Web Accessibility

More usable digital experiences for more people

We review and improve websites so important content and actions are easier to perceive, understand, navigate, and operate across different abilities and technologies.

Discuss Accessibility
Web Accessibility

Accessibility is part of product quality

A website can look complete while remaining difficult or impossible to use without a mouse, at high zoom, with a screen reader, or when motion and contrast create barriers. Accessibility work examines the structure, content, interaction, and feedback that users depend on.

We use WCAG practices as a reference and describe the work accurately. A specific conformance claim should only be made after the relevant scope has been evaluated under defined conditions.

What we may need from you

  • Priority pages and critical user flows
  • Access to the current implementation
  • Known user or compliance requirements
  • A defined review scope

What you receive

  • Documented findings by priority
  • Practical remediation guidance
  • Implementation support when included
  • A follow-up review for the agreed scope

What this service can include

The review can cover a complete website, selected templates, or a specific user journey.

01

Keyboard navigation

Check focus order, visible focus, operable controls, menus, dialogs, and skip links.

02

Semantic structure

Review landmarks, headings, labels, buttons, links, lists, and content relationships.

03

Forms and feedback

Improve instructions, validation, errors, status messages, and required-field communication.

04

Visual accessibility

Review contrast, text resizing, zoom behavior, touch targets, spacing, and information conveyed by color.

05

Screen-reader support

Check accessible names, reading order, dynamic updates, alternative text, and hidden content behavior.

06

Motion and responsive behavior

Respect reduced-motion preferences and ensure layouts remain usable across viewport sizes.

How accessibility work is carried out

Automated tools are useful, but they do not replace manual review.

01

Define the evaluation scope

Select representative pages, components, user journeys, browsers, and assistive technologies.

02

Combine automated and manual checks

Use tools for coverage and manual testing for interaction, meaning, and usability.

03

Explain each barrier

Document who may be affected, why the issue matters, and how it can be corrected.

04

Implement or support remediation

Fix agreed issues or provide code and design guidance to the responsible team.

05

Retest the changed scope

Verify that corrections work and have not introduced new barriers.

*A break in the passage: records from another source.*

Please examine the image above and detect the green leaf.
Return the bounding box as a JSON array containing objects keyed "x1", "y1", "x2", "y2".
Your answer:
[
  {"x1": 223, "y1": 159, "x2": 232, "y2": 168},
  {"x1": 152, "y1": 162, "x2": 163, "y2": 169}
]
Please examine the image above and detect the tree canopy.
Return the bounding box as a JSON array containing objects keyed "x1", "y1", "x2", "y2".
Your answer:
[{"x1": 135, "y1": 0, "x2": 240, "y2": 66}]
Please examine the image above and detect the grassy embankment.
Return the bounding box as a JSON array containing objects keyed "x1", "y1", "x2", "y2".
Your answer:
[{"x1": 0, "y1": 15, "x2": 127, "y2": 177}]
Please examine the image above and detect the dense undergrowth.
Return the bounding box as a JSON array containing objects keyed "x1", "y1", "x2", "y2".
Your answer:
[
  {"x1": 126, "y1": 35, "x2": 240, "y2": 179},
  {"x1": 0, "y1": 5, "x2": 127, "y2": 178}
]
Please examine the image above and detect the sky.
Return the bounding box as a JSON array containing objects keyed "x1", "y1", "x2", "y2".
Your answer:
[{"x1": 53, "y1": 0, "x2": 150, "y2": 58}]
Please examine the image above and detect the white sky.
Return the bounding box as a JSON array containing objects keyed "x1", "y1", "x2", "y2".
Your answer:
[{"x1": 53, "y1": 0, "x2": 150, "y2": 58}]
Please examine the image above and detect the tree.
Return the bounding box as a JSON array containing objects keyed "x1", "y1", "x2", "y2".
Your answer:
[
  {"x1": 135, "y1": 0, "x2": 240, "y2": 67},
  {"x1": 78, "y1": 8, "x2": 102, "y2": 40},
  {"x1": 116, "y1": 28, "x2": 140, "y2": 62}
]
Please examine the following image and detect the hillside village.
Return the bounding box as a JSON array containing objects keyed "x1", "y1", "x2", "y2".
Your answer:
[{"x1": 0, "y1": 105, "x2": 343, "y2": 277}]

Accessibility principles used in the work

The objective is usable behavior, not only passing an automated scan.

01

Perceivable

Content and interface information can be identified in more than one way where needed.

02

Operable

Controls and journeys remain usable without depending on a specific input method.

03

Understandable

Labels, instructions, navigation, and feedback remain predictable and clear.

04

Robust

Semantic implementation supports current browsers and assistive technologies.